Energy Transfer Partners (ETP) got in hot water with the Ohio Environmental Protection Agency for its Rover natural gas pipeline.
Now the Dallas-based company is in trouble with the Michigan Department of Environmental Quality, Kallanish Energy learns.
It has cited ETP for a violation in connection with a discharge of water containing petroleum into wetlands near the Portage River and Silver Lake.
DEQ said the petroleum appeared to come from an old service station near a dewatering site along the pipeline route near Pinckney in Washtenaw County, but ETP would still be responsible for the contamination. ETP was due to submit its response.
About 213 miles of the pipeline from Cadiz in eastern Ohio, to Defiance in northwest Ohio and along two laterals were put into service on Aug. 31.
Constructing the 125-mile pipeline from Defiance north into Michigan and east into Ontario is continuing. That project is expected to be in service by the end of 2018’s first quarter, ETP said.
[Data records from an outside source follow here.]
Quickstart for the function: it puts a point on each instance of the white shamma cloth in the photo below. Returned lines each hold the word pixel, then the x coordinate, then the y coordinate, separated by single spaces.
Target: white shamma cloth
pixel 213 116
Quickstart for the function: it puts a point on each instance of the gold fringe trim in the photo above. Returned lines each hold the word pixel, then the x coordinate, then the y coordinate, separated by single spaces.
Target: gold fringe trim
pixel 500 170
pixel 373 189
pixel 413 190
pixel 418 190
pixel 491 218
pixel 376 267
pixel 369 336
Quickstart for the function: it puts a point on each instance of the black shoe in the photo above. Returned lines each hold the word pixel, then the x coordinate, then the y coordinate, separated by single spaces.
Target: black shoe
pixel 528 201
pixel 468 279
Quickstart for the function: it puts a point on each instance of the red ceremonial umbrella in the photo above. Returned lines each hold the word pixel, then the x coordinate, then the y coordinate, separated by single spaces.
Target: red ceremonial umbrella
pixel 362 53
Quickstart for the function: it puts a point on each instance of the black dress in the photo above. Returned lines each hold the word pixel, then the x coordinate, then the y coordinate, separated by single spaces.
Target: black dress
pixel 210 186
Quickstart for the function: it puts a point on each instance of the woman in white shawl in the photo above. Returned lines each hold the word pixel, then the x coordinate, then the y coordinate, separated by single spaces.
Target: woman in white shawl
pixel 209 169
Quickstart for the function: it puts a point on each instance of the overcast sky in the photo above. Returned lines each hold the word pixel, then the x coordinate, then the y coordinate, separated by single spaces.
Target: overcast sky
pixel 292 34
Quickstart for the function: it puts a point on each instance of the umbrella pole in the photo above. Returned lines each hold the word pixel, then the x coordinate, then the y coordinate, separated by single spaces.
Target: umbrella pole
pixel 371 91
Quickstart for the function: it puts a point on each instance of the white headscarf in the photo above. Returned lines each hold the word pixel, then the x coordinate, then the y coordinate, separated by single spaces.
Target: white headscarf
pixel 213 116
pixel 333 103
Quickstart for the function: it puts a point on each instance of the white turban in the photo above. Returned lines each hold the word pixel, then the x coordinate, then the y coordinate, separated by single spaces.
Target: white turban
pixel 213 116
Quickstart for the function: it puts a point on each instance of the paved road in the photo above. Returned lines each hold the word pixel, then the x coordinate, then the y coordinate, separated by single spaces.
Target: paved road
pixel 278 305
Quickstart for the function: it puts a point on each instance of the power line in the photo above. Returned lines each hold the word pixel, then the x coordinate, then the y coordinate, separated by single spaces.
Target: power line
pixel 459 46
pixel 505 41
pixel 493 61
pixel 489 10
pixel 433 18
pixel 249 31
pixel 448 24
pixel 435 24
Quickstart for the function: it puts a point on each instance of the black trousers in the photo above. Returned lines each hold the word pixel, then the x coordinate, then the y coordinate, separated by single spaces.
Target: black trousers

The 711-mile twin pipeline will carry natural gas from the Marcellus and Utica shales to the Midwest, Canada and the Gulf Coast. The $4.2 billion pipeline will move up to 3.25 billion cubic feet per day from Ohio, West Virginia and Pennsylvania.
ETP and the Ohio EPA are still fighting over a disputed stormwater permit for the pipeline. ETP says it has spent $20 million in Ohio to correct problems caused by a dozen leaks or spills from horizontal directional drilling under highways and streams along the pipeline route.
The company says it has mitigated every issue raised by the Ohio EPA.